After the March meeting of China’s National People’s Congress, when it became clear that President Xi Jinping intended to double down on China’s manufacturing prowess to redirect the country’s economy away from investment in real estate and infrastructure and to boost growth, the consequences of the excess capacity that Xi’s policy will produce has been much in the news.
In critical sectors, such as electric vehicles, this policy shift is leading to a sharp increase in Chinese exports abroad. In many markets, Chinese EVs have a clear price advantage that is, in part, related to the subsidization of the sector as a core feature of China’s industrial policy. Xi Jinping’s decision to prioritize exports is a repudiation of external and increasingly internal advice from economists and policymakers to boost domestic household consumption through direct support of consumers and workers. In a new report by Rhodium Group, a provider of independent research, the authors predict that this pursuit of industrial policy will exacerbate tensions with China’s trading partners, including the United States and Europe. My column two weeks ago examined how this turn is in fact a signal of domestic weakness and inability or unwillingness to pursue difficult domestic reforms.

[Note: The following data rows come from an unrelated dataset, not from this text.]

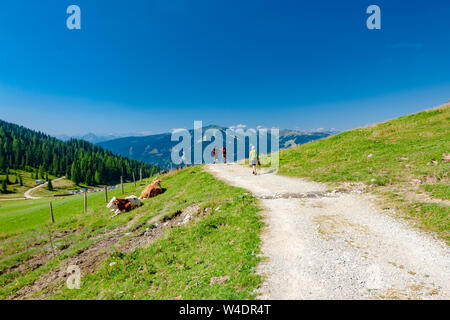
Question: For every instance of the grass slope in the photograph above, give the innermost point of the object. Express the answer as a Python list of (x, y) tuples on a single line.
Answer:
[(400, 159), (179, 263)]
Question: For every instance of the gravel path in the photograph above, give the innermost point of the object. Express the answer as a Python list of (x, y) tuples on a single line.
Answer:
[(324, 245), (28, 195)]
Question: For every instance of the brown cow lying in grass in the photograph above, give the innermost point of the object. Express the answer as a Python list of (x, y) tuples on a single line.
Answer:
[(118, 205), (152, 190)]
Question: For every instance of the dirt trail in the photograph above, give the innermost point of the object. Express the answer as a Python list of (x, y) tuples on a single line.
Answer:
[(323, 245)]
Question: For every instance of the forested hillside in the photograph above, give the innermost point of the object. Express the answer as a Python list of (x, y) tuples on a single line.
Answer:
[(80, 161)]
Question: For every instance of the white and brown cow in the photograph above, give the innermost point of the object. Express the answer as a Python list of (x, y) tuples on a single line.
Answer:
[(152, 190), (118, 205)]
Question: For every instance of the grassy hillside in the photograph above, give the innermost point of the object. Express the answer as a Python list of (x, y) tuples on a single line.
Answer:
[(222, 240), (400, 159)]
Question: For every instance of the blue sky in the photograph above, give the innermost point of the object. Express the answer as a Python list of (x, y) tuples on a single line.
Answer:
[(149, 66)]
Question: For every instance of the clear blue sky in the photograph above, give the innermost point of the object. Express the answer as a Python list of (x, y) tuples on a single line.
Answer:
[(158, 64)]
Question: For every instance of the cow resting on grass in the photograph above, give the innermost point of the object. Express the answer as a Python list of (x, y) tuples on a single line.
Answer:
[(118, 205), (152, 190)]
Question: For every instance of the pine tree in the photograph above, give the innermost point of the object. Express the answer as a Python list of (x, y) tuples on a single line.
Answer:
[(49, 185)]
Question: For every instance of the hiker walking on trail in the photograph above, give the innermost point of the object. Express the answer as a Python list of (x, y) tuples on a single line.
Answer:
[(214, 154), (224, 154), (254, 159)]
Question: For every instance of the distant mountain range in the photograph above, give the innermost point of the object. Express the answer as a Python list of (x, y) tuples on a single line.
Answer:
[(156, 149)]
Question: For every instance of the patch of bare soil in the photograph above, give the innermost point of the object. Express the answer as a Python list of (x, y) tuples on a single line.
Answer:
[(155, 229)]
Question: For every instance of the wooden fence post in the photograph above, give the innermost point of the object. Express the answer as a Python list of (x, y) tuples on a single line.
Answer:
[(51, 212), (85, 201)]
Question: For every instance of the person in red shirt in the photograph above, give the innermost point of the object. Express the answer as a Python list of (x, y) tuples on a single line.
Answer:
[(224, 154)]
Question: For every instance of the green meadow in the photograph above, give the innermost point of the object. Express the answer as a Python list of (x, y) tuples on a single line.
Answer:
[(179, 263)]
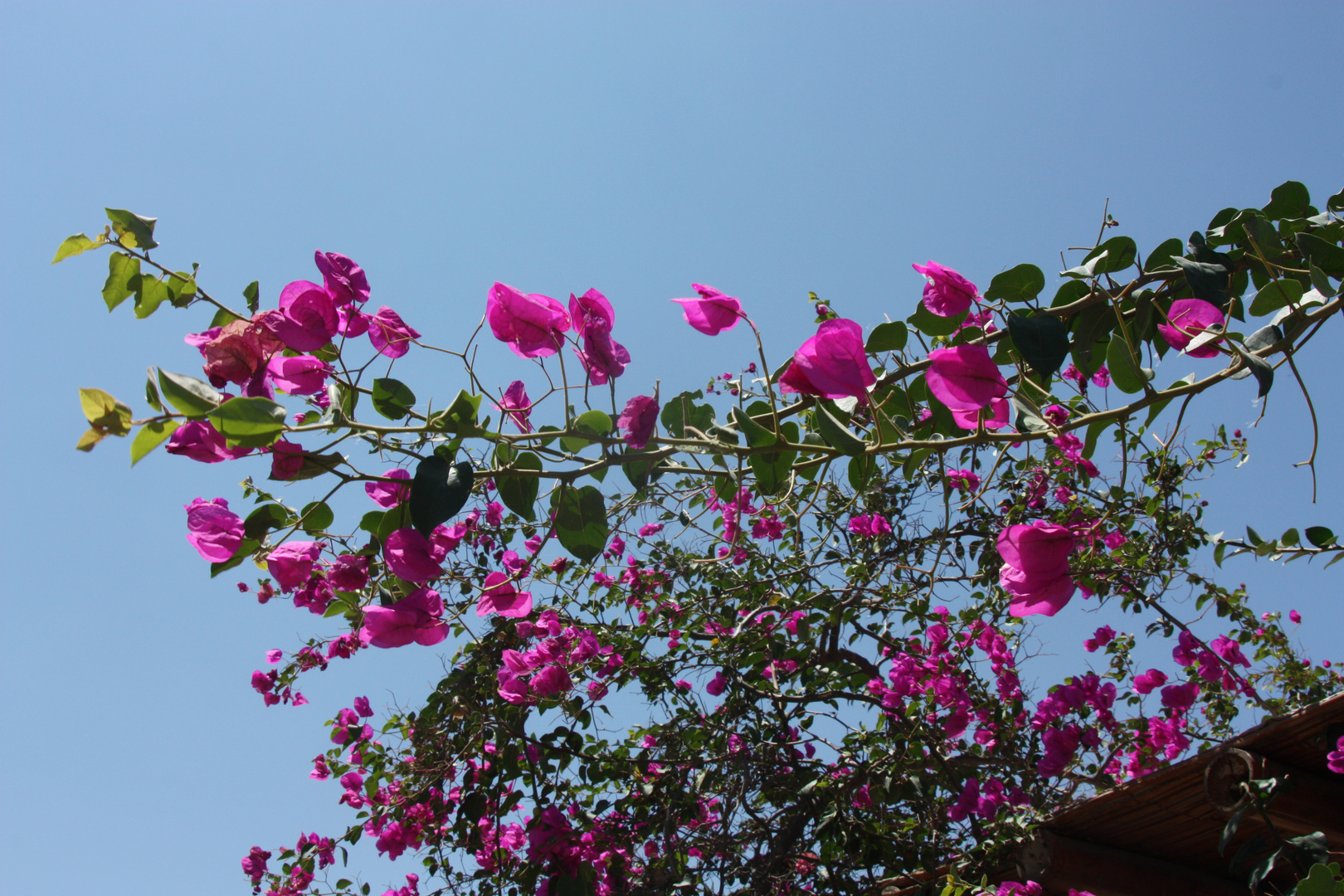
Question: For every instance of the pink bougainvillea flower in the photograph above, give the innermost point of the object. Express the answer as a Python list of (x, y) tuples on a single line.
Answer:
[(348, 572), (1181, 698), (830, 364), (947, 292), (299, 375), (637, 421), (214, 529), (1149, 680), (292, 563), (286, 458), (533, 325), (410, 557), (351, 321), (388, 494), (713, 312), (499, 596), (518, 406), (964, 377), (201, 441), (388, 334), (343, 278), (414, 618), (593, 319), (1187, 319), (995, 419), (307, 319), (238, 351), (1035, 568)]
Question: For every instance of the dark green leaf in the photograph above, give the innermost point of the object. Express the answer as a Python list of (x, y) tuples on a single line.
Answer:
[(1324, 254), (438, 492), (1319, 536), (518, 492), (1113, 256), (1042, 342), (73, 246), (264, 519), (683, 411), (932, 324), (580, 520), (1276, 295), (1205, 281), (316, 516), (888, 338), (249, 422), (123, 278), (1163, 257), (1289, 199), (149, 437), (134, 230), (1020, 284), (392, 398)]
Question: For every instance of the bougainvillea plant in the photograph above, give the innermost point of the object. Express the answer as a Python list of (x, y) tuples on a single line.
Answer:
[(761, 635)]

Excess capacity has an economic definition. Rhodium defines the “structural overcapacity” afflicting China as occurring when “companies maintain or grow their unused capacity without worrying about making a profit (or a loss), often due to a lack of economic pressure to operate efficiently, like a hard budget constraint.” Much ink will be spilled on that definition of excess capacity as it relates to China’s turn toward advanced manufacturing to keep the economy afloat. As the report notes, China’s recent boom years have yielded waves of overcapacity in different sectors depending on the government’s prioritization at the time.